Musicians have been paying their respects to the pioneering artist on social media.
“Rest in power,” reads George Clinton and Parliament Funkadelic’s tribute to the queen of funk, which was posted with the cover for her 1974 album, “They Say I’m Different.”
Questlove posted a series of crowns for the queen of funk and wrote, “To be continued.”
Funk music master Booty Collins posted a loving tribute to Davis on Twitter.
“When Funk was a Bad Word, she embraced it,” Collins opened his tribute, which included an image of the singer and model that many considered to be highly provocative back when she was regularly on stage.
When Funk was a Bad Word, she embraced it. Ms.Betty Davis (6-16, 1944-Feb. 9, 2022) was an American singer, songwriter, model best known for her controversial lyrics & performance. She was the 2nd wife of trumpeter Miles Davis. (Send up Prayer's to her family & friends).🙏🙏🙏 pic.twitter.com/p7iXj2Dy3c
— Bootsy Collins (@Bootsy_Collins) February 10, 2022
Born in Durham, North Carolina, as Betty Mabry, she grew up in Durham and Pittsburgh, then moved to New York for fashion school at the age of 17, in the early 1960s. She started work as a fashion model, according to The New York Times, but had aspirations to make her own music.

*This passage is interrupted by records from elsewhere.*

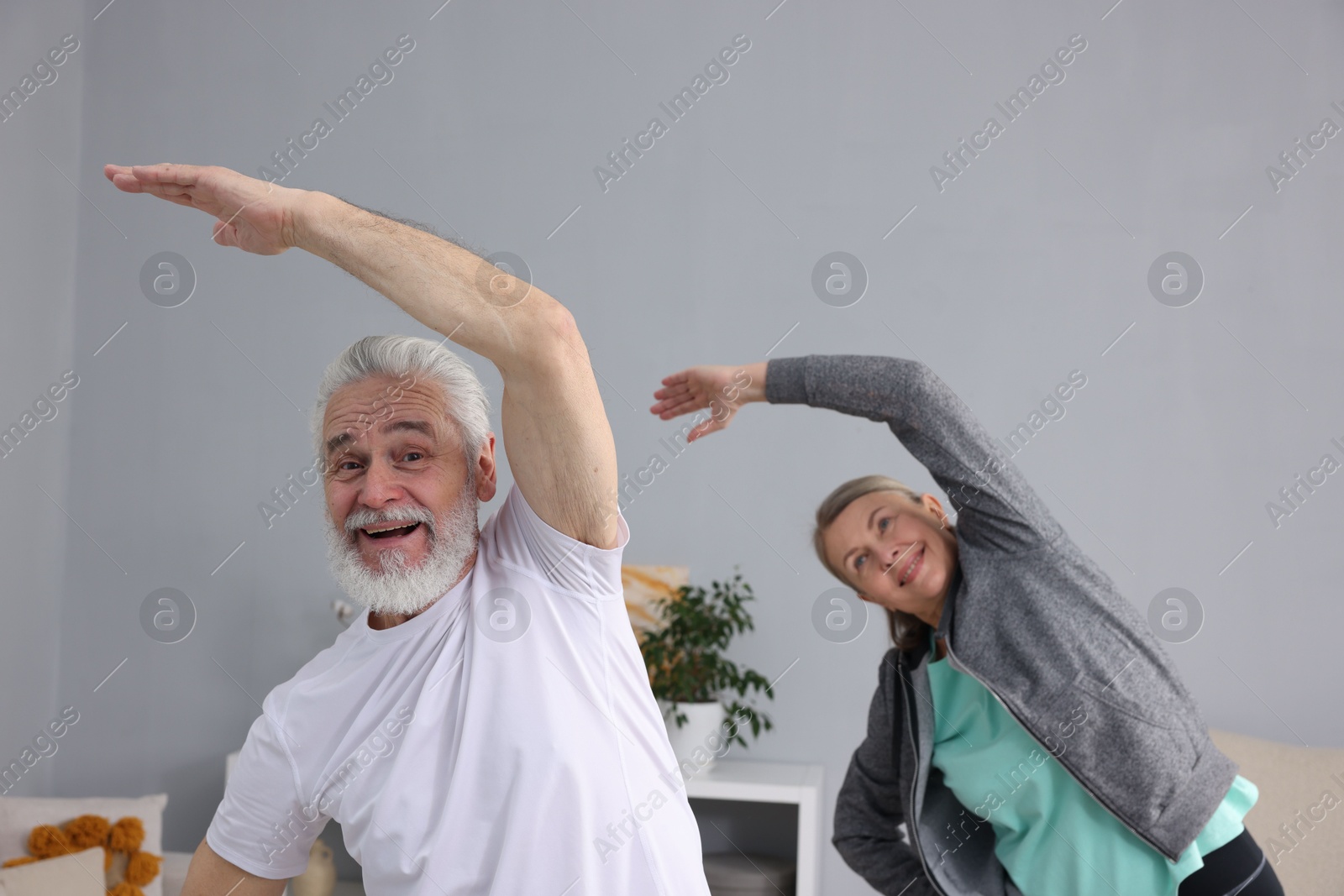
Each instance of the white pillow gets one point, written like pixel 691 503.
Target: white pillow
pixel 76 875
pixel 20 815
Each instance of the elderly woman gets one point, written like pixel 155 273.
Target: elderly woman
pixel 1028 730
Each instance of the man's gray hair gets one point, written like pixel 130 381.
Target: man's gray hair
pixel 409 359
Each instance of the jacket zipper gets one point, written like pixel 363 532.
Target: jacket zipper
pixel 958 664
pixel 913 822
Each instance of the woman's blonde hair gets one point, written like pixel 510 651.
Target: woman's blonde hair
pixel 905 629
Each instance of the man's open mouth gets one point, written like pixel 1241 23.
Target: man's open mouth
pixel 390 530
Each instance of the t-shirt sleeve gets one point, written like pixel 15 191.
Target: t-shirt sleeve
pixel 261 825
pixel 528 543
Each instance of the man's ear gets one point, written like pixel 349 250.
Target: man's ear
pixel 487 470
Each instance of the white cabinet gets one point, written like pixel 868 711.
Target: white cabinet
pixel 768 783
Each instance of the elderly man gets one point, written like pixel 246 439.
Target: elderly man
pixel 487 726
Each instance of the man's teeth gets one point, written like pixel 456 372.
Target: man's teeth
pixel 390 528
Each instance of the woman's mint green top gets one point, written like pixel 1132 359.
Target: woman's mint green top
pixel 995 768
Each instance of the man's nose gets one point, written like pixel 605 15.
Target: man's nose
pixel 381 484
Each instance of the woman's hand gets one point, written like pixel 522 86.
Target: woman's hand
pixel 719 387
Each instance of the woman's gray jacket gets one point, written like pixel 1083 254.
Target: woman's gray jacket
pixel 1039 624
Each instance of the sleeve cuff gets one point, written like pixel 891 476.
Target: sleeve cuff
pixel 785 380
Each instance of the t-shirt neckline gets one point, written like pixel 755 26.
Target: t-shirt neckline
pixel 445 604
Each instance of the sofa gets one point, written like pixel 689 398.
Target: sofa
pixel 1299 819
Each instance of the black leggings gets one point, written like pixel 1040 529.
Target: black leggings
pixel 1236 867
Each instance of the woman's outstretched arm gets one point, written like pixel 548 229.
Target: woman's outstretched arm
pixel 996 506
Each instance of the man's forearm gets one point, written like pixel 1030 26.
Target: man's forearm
pixel 437 282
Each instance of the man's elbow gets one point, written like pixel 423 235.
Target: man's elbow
pixel 551 345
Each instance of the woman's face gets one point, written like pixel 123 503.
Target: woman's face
pixel 897 553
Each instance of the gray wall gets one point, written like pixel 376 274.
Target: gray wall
pixel 1032 264
pixel 39 144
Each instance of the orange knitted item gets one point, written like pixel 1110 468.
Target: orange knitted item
pixel 85 832
pixel 127 835
pixel 47 841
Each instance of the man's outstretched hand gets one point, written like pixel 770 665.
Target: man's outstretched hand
pixel 255 215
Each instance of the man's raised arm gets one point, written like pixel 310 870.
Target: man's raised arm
pixel 555 429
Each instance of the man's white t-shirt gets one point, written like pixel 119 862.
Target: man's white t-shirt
pixel 504 741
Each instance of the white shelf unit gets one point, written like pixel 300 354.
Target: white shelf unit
pixel 773 782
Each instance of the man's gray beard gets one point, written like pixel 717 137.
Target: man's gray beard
pixel 401 589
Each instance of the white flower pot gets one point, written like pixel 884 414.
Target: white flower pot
pixel 702 738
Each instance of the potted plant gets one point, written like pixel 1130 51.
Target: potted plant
pixel 689 673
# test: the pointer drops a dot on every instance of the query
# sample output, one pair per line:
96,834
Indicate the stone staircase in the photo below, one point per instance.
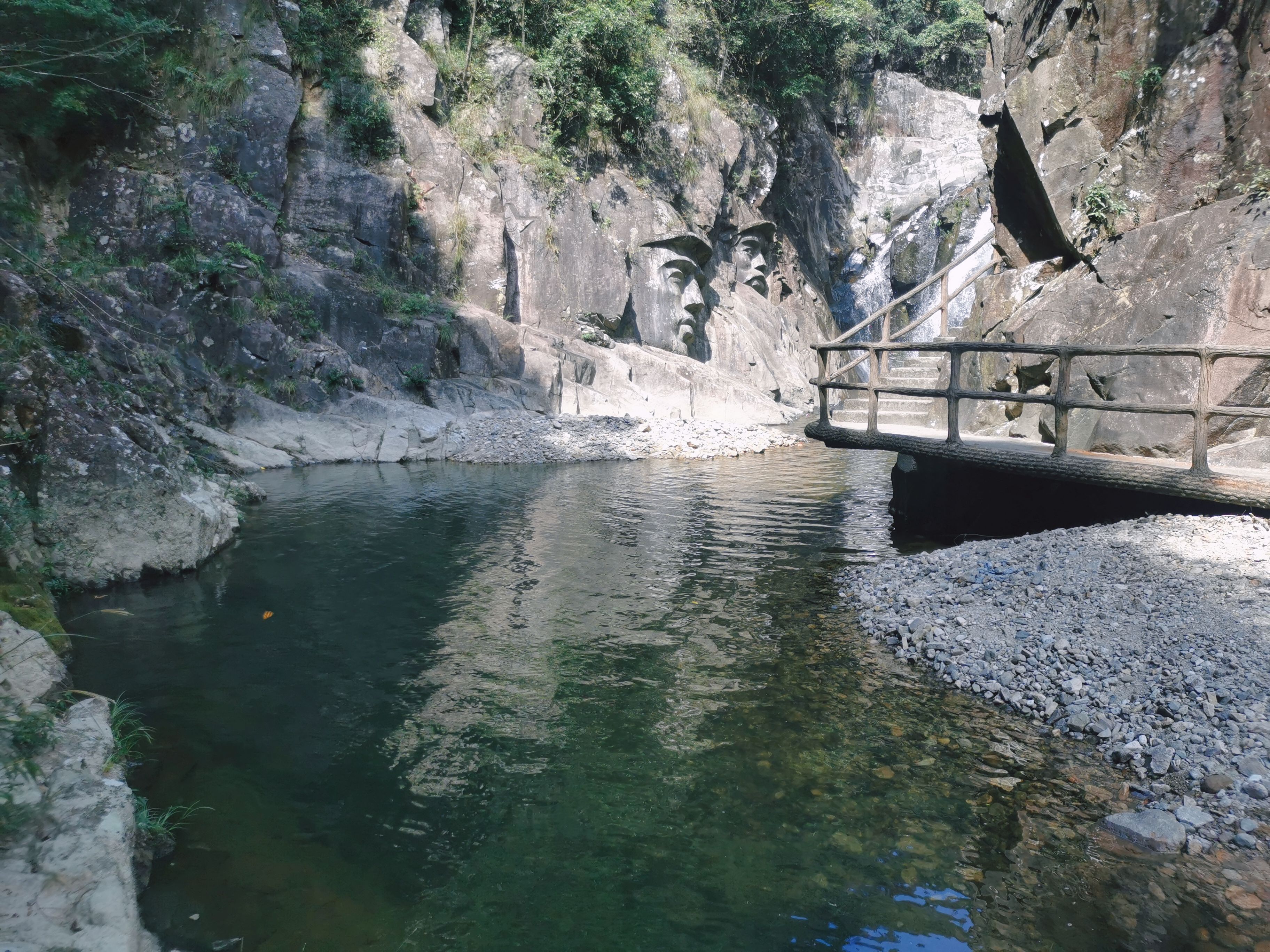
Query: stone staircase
907,370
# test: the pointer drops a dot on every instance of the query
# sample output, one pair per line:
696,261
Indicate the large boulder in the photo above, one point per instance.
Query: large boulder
926,144
1138,100
1199,277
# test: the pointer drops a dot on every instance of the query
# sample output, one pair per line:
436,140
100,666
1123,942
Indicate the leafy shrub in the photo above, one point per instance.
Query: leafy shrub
32,733
78,68
326,42
366,116
1147,80
1102,206
941,40
599,73
130,734
154,824
210,76
417,376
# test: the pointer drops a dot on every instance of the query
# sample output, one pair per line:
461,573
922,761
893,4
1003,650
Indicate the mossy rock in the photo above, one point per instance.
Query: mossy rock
25,598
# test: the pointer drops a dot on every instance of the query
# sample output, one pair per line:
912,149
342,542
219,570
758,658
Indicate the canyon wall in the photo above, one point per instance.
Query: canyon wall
1126,144
243,287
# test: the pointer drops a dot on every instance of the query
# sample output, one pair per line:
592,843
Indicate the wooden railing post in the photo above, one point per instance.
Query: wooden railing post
944,305
884,364
1199,450
872,423
1061,397
823,357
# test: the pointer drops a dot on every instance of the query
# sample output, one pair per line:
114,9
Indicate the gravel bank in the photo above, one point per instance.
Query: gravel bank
510,437
1150,639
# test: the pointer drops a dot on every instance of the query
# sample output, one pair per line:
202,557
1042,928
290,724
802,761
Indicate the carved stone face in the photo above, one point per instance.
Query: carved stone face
668,294
752,256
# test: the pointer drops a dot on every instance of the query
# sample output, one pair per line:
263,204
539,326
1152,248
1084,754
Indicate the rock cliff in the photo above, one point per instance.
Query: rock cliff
243,286
1126,149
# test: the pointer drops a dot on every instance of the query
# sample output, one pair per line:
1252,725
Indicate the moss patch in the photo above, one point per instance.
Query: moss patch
25,598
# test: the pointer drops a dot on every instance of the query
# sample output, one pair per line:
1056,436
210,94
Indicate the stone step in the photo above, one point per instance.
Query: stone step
892,403
893,419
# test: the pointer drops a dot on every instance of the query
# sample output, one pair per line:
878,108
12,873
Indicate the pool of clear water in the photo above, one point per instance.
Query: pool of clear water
581,707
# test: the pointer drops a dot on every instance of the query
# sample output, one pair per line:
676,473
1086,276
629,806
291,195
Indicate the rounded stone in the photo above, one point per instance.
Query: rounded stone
1216,782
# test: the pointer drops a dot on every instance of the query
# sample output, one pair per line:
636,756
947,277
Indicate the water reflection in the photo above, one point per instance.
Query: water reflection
573,709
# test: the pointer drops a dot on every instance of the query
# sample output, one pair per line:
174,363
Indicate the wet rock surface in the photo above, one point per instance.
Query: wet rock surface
1147,639
68,852
521,438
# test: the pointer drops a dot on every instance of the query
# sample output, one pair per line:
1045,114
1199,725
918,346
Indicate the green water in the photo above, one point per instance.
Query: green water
606,706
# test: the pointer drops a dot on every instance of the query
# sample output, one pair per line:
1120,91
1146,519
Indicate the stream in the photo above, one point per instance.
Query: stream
591,706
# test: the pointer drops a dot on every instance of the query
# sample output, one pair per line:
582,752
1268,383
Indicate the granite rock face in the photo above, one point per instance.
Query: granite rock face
1154,829
66,880
1118,151
1149,100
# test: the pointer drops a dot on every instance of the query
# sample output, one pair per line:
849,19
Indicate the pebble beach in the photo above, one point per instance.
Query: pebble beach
1149,639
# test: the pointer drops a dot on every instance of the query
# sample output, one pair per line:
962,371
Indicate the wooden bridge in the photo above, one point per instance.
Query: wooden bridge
865,368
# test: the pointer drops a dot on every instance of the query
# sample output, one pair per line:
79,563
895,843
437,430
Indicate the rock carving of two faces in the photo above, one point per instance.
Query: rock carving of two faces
671,294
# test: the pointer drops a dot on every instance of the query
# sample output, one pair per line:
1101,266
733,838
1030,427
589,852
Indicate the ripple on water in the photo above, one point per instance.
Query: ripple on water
577,707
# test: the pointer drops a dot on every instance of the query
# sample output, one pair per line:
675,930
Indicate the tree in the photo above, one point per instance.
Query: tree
77,68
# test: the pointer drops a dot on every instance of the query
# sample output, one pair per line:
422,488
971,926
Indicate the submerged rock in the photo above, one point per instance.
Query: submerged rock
1154,829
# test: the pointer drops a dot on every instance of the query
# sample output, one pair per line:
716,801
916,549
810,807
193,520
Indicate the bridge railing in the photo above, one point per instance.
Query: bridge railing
947,298
1201,408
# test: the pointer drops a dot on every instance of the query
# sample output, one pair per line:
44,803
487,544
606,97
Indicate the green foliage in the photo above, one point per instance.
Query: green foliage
16,512
1102,206
417,376
783,50
326,42
209,76
31,734
238,248
446,333
162,824
26,596
228,168
78,68
333,379
1259,186
130,734
599,73
941,40
366,116
1147,80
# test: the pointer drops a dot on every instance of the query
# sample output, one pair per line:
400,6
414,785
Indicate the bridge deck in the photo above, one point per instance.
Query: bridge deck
1250,488
1193,478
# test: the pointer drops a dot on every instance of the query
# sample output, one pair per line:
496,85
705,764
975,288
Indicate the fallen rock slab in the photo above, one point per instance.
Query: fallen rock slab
1154,829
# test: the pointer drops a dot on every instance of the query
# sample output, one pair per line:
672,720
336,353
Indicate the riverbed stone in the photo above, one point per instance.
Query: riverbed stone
1154,829
1193,817
1216,782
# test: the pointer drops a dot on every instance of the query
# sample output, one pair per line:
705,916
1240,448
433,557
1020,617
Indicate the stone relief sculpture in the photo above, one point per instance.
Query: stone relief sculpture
670,292
752,254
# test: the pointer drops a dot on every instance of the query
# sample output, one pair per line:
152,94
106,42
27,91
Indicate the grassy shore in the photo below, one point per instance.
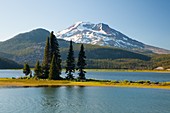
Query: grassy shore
7,82
125,70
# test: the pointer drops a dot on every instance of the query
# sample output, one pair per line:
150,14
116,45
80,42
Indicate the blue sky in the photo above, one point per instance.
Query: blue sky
147,21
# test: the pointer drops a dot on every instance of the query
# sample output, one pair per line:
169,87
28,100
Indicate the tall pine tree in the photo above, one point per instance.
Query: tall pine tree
81,63
70,63
26,69
46,60
54,49
54,70
37,70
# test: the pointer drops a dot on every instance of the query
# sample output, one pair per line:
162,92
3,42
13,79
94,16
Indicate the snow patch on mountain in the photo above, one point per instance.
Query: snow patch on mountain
98,34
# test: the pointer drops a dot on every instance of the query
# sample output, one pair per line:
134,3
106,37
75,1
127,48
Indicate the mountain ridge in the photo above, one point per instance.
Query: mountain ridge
101,34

She married jazz music icon Miles Davis in 1968, but the marriage didn’t last long. During an interview for a 2017 documentary about her life and career called “Betty: They Say I’m Different,” she commented how difficult the union was for her.
“Every day married to him was a day I earned the name Davis,” she said in the film.
But, it was in the 1970s when Davis struck out on her own and changed the way people looked at Black women in music. She released three albums that decade that put her fearless and fierce personality on display, ABC News reported. Media outlets often called her “the Madonna before Madonna” because of how she embraced her personality and sexuality in her music and on the stage and fought to control her image.
Modern musicians such as Janelle Monáe cite Davis as an inspiration for their art. During a 2018 interview with Complex, Monáe referred to Davis as a pioneer for Black female artists like herself.
“I love Betty Davis,” she told Complex. “She’s free, and she’s one of the godmothers of redefining how black women in music can be viewed. I respect her a lot and she’s opened up a lot of doors for artists like myself.”